Once again I would like to thank Neil MacDonald, for posting the writing exercises called Scrivener’s Forge. Please click his name for more information on Scrivener’s Forge. This month’s excise is the following –
A simple way to think about plot is as the events seen in the light of their endings. Endings are important, and one of the most difficult parts of story-telling. A good ending should be both surprising and inevitable.
Write a cracking-good ending (a paragraph or two). Then work backwards and develop the sequence of events (the plot) that leads up to this ending. Note that this may feel very artificial for writers who like to “discover” their ending in the course of writing. But it’s an exercise to help us be aware of the sequence of causes that create good endings. It’s also a great technique when you’re editing a story to do a “backwards pass” and check that you have properly motivated the ending. A “backwards pass” is exactly this process of working backwards from the ending.
This was a very challenging one for me. Luckily, I had a story that had been bouncing around in my brain, a response to a Friday Fictioneer’s photo of a pay phone I didn’t get a chance to write. Now I have the opportunity to flesh out that idea. Hope you enjoy my story.
I stomped the dust off my boots and cursed. This backwater town was strangling the life out of me. I was bored to death by the smiling faces that greeted me every day inquiring about me and my family. I was done with the dusty two lane main street that lead people in and quickly ushered them out of the tiny dot that was my home town.
When you’re young the long stretches of fields were a great place to play hide and seek. The country fairs full of corn dogs, cotton candy and stomach-churning rides were the highlight of the year. It’s funny how you can see the same things year after year then one day the familiar sights look different, almost alien.
Head down, I spent my high school years plotting my escape. My ticket out was a full scholarship at UC Berkeley. I packed my bags ignoring my mother’s hand wringing and my father’s defeated look. They had lost the long argument. The University of Nebraska was not big enough, not far enough for me. Mike, five years my junior still under the spell of life in the country, understood none of the tensions that shattered the peace in our tiny farm house.

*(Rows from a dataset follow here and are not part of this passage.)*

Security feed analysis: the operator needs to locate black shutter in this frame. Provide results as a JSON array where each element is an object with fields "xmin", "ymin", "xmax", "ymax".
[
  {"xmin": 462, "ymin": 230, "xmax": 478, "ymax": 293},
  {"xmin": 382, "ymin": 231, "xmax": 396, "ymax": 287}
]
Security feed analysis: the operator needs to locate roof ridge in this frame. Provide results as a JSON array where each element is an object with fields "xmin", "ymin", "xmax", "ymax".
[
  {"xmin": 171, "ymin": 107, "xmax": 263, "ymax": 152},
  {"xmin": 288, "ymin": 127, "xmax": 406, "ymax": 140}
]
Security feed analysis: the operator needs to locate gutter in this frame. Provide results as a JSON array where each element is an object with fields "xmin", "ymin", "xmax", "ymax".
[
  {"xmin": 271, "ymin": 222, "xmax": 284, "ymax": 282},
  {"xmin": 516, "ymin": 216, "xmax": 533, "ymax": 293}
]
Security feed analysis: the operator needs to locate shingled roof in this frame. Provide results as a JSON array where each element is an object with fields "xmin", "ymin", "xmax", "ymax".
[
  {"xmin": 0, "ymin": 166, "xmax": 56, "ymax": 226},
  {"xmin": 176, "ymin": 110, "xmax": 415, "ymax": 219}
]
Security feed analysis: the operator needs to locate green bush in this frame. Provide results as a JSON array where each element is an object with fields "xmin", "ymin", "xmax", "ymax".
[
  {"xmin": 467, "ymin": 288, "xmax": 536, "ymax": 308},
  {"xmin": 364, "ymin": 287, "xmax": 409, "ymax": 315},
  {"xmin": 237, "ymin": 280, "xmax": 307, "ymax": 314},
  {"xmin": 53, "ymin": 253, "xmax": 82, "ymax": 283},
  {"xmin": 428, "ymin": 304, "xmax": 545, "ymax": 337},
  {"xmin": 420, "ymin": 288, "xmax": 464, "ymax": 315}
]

Two days into my first semester, denying the empty feeling that stalked me from class to class and haunted my restless sleep, I called home from the dorm’s payphone for the first time. The achingly familiar sound of my mother’s voice sent tears streaming down my cheeks. The local twang, one I was struggling to hide, was a sweet song to my ears. It became an addiction. I called home once or twice a week. I would hang up, breathing a sigh of relief, shored up by knowing my one stoplight town and all its occupants still existed. I cheered the high school’s football wins, I laughed at my brother’s fumbling attempts at dating, I mourned the loss of people that had become as familiar to me as breathing. For years, I clung to the lifeline that was mounted in the hallway of the dorm.
Undergraduate and Graduate degrees led me to Silicon Valley, another new world to explore and conquer. My small-town roots, are now firmly relegated to the distant past. But I still shore up any moments of doubt and insecurity with memories of those fall fairs and Friday night football games. Payphones are now an endangered species that are rarely spotted.
But there one hung, almost impossible to resist. On my way into the truck stop, I breezed by it studiously ignoring it’s existence. On the way out, I strode confidently past it until my resolve dissolved. I turned back and stood face to face with it drowning in indecision. I watched as one hand snatched up the receiver, the other hand dropped in some coins and my fingers dialed the number from memory. I clung to the lifeline.
Whrrr click, whrrr click. The voice heard so often over the years reached deep into my soul.
“The number you have dialed is no longer in service.”
I dropped the receiver as if bit by a snake. The room twisted, I slunk to the floor. As always it came crashing back to me, the horrible day, a sunny afternoon during my senior year. The day a drunk driver changed, forever, the voice on the other end of the line.